We all occasionally look for ways to earn some extra cash when the opportunity presents itself. And in a free society, it should be easy to provide goods or services to those who want them. But, as Katie discovers, there are consequences to simply meeting a customer’s needs if the government knows about it.
Starting a business is tough. Acquiring the skills necessary to succeed, attracting and retaining customers, and outcompeting the competition are not easy feats to accomplish. It can be even tougher once government regulations are thrown into the mix.
According to the National Small Business Association, the average small business spends $12,000 just to comply with the regulations. And that is after you get any occupational licenses (government mandated permission slips to work) that you might need. Occupational licenses usually come with hefty fees, lengthy and expensive educational requirements, and ongoing obligations to maintain the credential. Many occupations still require a license in spite of the overwhelming evidence that such requirements rarely achieve their goal of protecting public safety, and usually only serve as a mechanism for established businesses to keep out new competitors.
But how are the police involved? Well, government regulations are still laws, and enforcing the law is inherently violent. Yale law professor Stephen L. Carter explains, “Behind every exercise of law stands the sheriff – or the SWAT team – or if necessary the National Guard. Is this an exaggeration? Ask the family of Eric Garner, who died as a result of a decision to crack down on the sale of untaxed cigarettes.”

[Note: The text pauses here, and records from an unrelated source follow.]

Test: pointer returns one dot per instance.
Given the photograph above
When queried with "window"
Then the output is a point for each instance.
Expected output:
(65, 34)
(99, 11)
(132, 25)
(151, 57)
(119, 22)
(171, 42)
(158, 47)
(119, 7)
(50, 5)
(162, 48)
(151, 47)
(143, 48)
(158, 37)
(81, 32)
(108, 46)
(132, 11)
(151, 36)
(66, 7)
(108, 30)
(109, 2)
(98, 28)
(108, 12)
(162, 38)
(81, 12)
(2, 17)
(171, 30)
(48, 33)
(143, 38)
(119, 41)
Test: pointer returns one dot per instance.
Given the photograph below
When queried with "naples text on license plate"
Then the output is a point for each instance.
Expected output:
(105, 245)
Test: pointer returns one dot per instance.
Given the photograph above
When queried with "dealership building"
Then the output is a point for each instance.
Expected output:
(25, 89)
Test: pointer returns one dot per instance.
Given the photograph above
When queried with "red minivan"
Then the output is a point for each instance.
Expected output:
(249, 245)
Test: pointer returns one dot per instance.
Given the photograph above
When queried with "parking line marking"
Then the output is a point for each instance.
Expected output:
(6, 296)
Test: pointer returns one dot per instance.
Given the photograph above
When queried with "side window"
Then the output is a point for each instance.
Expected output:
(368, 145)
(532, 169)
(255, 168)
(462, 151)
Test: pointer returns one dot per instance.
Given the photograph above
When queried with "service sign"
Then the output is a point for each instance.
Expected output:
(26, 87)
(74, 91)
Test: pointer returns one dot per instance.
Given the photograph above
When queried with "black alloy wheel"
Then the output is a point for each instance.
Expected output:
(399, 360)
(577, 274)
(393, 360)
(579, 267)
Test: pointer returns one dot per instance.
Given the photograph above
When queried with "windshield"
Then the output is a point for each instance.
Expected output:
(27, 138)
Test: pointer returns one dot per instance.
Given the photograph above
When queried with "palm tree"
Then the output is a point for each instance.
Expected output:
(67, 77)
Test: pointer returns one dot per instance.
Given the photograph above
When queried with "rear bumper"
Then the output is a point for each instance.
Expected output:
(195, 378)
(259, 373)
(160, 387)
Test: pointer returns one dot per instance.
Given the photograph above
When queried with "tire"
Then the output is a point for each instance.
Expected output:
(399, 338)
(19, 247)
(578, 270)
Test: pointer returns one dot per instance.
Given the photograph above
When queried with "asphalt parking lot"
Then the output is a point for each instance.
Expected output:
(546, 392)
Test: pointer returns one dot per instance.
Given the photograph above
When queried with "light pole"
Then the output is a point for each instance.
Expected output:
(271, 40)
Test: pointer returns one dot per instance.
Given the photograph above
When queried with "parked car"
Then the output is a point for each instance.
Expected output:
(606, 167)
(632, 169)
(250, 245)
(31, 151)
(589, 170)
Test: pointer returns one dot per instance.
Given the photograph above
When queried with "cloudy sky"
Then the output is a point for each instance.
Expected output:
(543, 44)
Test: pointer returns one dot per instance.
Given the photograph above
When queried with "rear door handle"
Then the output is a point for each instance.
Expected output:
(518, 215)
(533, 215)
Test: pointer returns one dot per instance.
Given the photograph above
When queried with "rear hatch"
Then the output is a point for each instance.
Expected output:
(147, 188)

So, are police departments regularly using SWAT teams to raid un-licensed hair salons? Not typically. But, SWAT raids have increased dramatically in recent years, with deployments for increasingly trivial crimes. And aspiring hair care professionals are required to get an expensive cosmetology license in every state, with educational requirements averaging 372 days of training (far exceeding the training requirements for most Emergency Medical Technicians). The state of Arizona even cracked down on an un-licensed barber-in-training because he was giving free haircuts to the homeless. Giving free haircuts to the less fortunate shouldn’t be illegal.
It’s time for a change. Government shouldn’t prevent people from providing services to those that want them. So, for all the side-hustlers out there, it’s crucial that we fully understand the nature of the law and the unintended consequences of having so many on the books. Only then can we challenge the status quo and protect our rights to peacefully earn a living.